Although Dr. Mertz says her specialty has always been contact lens fittings, she has recently become the go-to person for bifocals and bifocal contacts. “I just became presbyopic myself, so I know what it’s like to reach an age where you can’t read anymore,” she says. “I guess I didn’t really get it until now, when it happened to me.” She uses her personal experience to help Baby Boomers deal with the issues that arise from aging eyes. Now she draws a large group of middle-age customers who want bifocal glasses and contacts.
But Dr. Mertz is not content to just sit back and wait for patients to come to her. She gives talks in offices throughout the Cordage Park complex, encouraging people to take care of their vision and explaining the warning signs and treatments for problems like glaucoma and cataracts. She networks with a local women’s business group through the chamber of commerce, getting the word out about her practice and its specialties. And, of course, her parents refer all their friends.
Dr. Mertz is also able to work with uninsured patients to provide them with the care they need. “I spent time working in a homeless shelter when I was in optometry school,” she says. “It’s a good service and we can provide them with quality frames and take care of their vision.”
But that’s not the only thing Dr.
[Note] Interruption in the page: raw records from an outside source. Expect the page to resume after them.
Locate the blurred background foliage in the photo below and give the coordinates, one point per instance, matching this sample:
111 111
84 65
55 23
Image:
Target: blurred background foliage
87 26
Mertz has done for a good cause. Last Labor Day weekend, she swam a mile in the Atlantic Ocean to raise money for the National Eye Institute. She and her two college-aged children, Valerie, 20, and Vincent, 19, participated in the Mayflower International Triathlon that included a 30-mile bike ride completed by Vincent and a 6.2-mile run completed by Valerie. “At first the children were going to do it themselves, but the swimming part got a little bit daunting,” Dr. Mertz says. “So they figured they’d ask mom to do it, since they know I love to swim.” After months of training Dr. Mertz completed her mile-long swim in the harbor in front of her office park and raised a small but helpful sum of money to donate to the institute.
Of course, all the networking and advertising in the world wouldn’t matter if Dr. Mertz didn’t have the quality service and inventory to provide to her new customers. “I have very nice reps who come in and keep me up-to-date,” she says. “We try to keep our frame boards current.” With about 700 frames on display, all hand-picked by Dr. Mertz, it’s easy to offer multiple options to customers with confidence. “I would wear any frame that’s in my dispensary,” says Dr. Mertz. Popular brands she sells range from Gucci, Burberry and Ralph Lauren to Vogue and Luxottica’s Memorize line.
In addition to picking all her stock, Dr. Mertz also uses an inventory system to keep track of her sales by computer. Every frame has a bar code so the OD can keep track of which frames sell the most, what hasn’t sold, etc., as well as give receipts and keep track of transactions for warranty claims or returns. “We want people to be 100 percent happy all the time,” she says. “I want people to see good, look good and feel good.” With every exam or frame purchase, she gives out cleaning cloths with her name and phone number on them. “I tell them, ‘See this number? This is for you to always call me,’” she says. “I will make calls during off hours to see someone. It’s better for them to see me immediately than to go to the ER and wait and wait and wait.”
Dr. Mertz’s love for her job is apparent in her dedication to quality service and customer satisfaction. “I love taking care of people and their vision,” she says. “It’s a lot of responsibility and an honor. I feel very privileged that I can take care of someone’s eyes.”